Cox regression predictive model
To create a predictive model for death in SARS-CoV-2, we randomly split the dataset into training (80%) and test (20%) sets. As others have demonstrated, the optimal proportion of the dataset partitioned for training depends on the full dataset size and classification accuracy, with higher accuracies and smaller dataset sizes requiring a larger majority of the data for training the model.16 However, a range of proportions for the training set were trialled during the training phase of model development for both the Cox regression and ANN models. The training/test set portions yielding the highest average area under the receiver operator curve (AUROC) during training cross-validation were used in the testing phase, and their results are reported in this analysis. On the training set, we used a parsimonious model building approach using the clinically relevant demographic, comorbidity and symptomatology features identified. All predictors were included in a Cox regression model irrespective of whether they were significant in univariable log-rank analysis. Using k-fold cross-validation on the training set, we chose the model with the lowest Akaike information criterion (AIC) score and highest concordance index (c-index).17 Subsequently, predictors which were not significantly associated with death were removed using backwards elimination. This generated a list of predictors making up a predictive model. We then assessed the performance of the model by calculating the survival function at the third quartile of length of stay for patients in the test set, as length of stay was not normally distributed. Since predicting mortality is a binary classification problem, a standard threshold of 0.5 (50%) was used to predict mortality. For example, if the model predicts a patient-specific mortality of 60%, this is interpreted as a “positive prediction”, in that the patient is likely to die. Accuracy, sensitivity, specificity, positive predictive value, and negative predictive value were computed. Using k-fold cross-validation on the whole dataset allowed for a calculation of a mean c-index with 95% confidence intervals (CI). Model calibration was assessed graphically using a calibration curve and numerically with a Brier score, which represents the mean squared error for a probabilistic forecast, with a lower score representing more calibrated predictions.18
Artificial Neural Network predictive model
The dataset was again randomly split into training (80%) and test (20%) sets. To maximise network learning efficiency, feature-wise normalisation was used. Each feature in the input data was centred around 0 by subtracting the mean of the feature, and then dividing it by its standard deviation.19 The open-source TensorFlow machine learning library20 was used to construct the ANN. To optimise the model, we adjusted hyperparameters (the number and size of layers, batch-size, dropout, and regularisation) using k-fold cross validation on the training set.
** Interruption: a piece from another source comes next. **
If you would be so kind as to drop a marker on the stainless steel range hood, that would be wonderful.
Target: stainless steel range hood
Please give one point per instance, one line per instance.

The ANN was designed to achieve maximal performance on cross-validation. Once the model architecture was established, we retrained the ANN on the entire training set, before finally validating its performance on the test set. We calculated the same performance metrics and assessed calibration in the same manner as the Cox regression model. The performance profiles of the models were then compared, and an efficient implementation for Delong’s algorithm (which is an algorithm used to compare the area under two or more correlated receiver operator curves) was used to compare the AUROC between both models.21,22 Figure 1 illustrates a summary of the model development and assessment methodology.